His joint op-ed with Allawi and al-Essawi came with a list of political demands: “Mr. Maliki’s office must stop issuing directives to military units, making unilateral military appointments and seeking to influence the judiciary; his national security adviser must give up complete control over the Iraqi intelligence and national security agencies, which are supposed to be independent institutions but have become a virtual extension of Mr. Maliki’s Dawa party; and his Dawa loyalists must give up control of the security units that oversee the Green Zone and intimidate political opponents.”
In spite of the mounting popular pressure against al-Maliki, Iraq’s Premier is unlikely to back down without the addition of external pressure. Nor will Sunnis be convinced by al-Maliki’s words - they must see concrete action towards national unity and power sharing. Understanding the need for outside assistance, Iraqiya’s political face welcomed Washington’s support for “another national conference to resolve the crisis.” Now the Obama administration must pursue a genuine policy of national reconciliation, a response that has yet to develop since 2010’s parliamentary election.

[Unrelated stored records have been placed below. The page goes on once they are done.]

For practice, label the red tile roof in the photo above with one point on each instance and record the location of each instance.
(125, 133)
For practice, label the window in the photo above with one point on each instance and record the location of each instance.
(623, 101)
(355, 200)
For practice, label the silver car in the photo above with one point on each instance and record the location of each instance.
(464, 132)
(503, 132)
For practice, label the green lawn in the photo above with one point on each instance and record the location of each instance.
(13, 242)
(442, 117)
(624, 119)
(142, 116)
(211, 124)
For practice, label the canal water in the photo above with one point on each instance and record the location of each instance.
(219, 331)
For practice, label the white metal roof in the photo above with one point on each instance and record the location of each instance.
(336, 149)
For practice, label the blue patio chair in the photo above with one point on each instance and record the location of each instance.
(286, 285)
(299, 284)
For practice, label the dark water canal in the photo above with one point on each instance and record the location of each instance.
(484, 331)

“The United States must make clear that a power-sharing government is the only viable option for Iraq and that American support for Mr. Maliki is conditional on his fulfilling the Erbil agreement and dissolving the unconstitutional entities through which he now rules. Likewise, American assistance to Iraq’s army, police and intelligence services must be conditioned on those institutions being representative of the nation rather than one sect or party.”
Counterproductive as increased publicity may appear, the White House must intensify its diplomacy and step deeper into Iraq’s political crisis. Tasking Vice President Joe Biden to coordinate a “dialogue” represents a failure in public diplomacy; Washington is too deep into al-Maliki’s regime to feign neutrality. The problem isn’t a failure to extend the presence of U.S. troops, as Hashimi observed: “It’s not that they left too early. In fact, they left too late. The problem is what they have left behind.”
American favoritism for al-Maliki is the root of U.S. instability.
“We are glad that your brave soldiers have made it home for the holidays and we wish them peace and happiness. But as Iraq once again teeters on the brink, we respectfully ask America’s leaders to understand that unconditional support for Mr. Maliki is pushing Iraq down the path to civil war.”
Last month U.S. officials heralded a “new opportunity” as the last combat troops exited Iraq, seemingly oblivious to al-Maliki’s ongoing consolidation of power. The Obama administration has yet to abandon this political narrative despite a vocal Sunni reaction to al-Maliki’s reception at the White House, and the subsequent crisis surrounding Hashimi, Deputy Premier Saleh al-Mutlak and Iraqiya in general. Ultimately the White House doesn’t want to be seen as active because its officials want Iraq to fade away, but this process will keep the war in U.S. consciousness.
“Unless America acts rapidly to help create a successful unity government,” Iraqiya’s leadership warns, “Iraq is doomed.”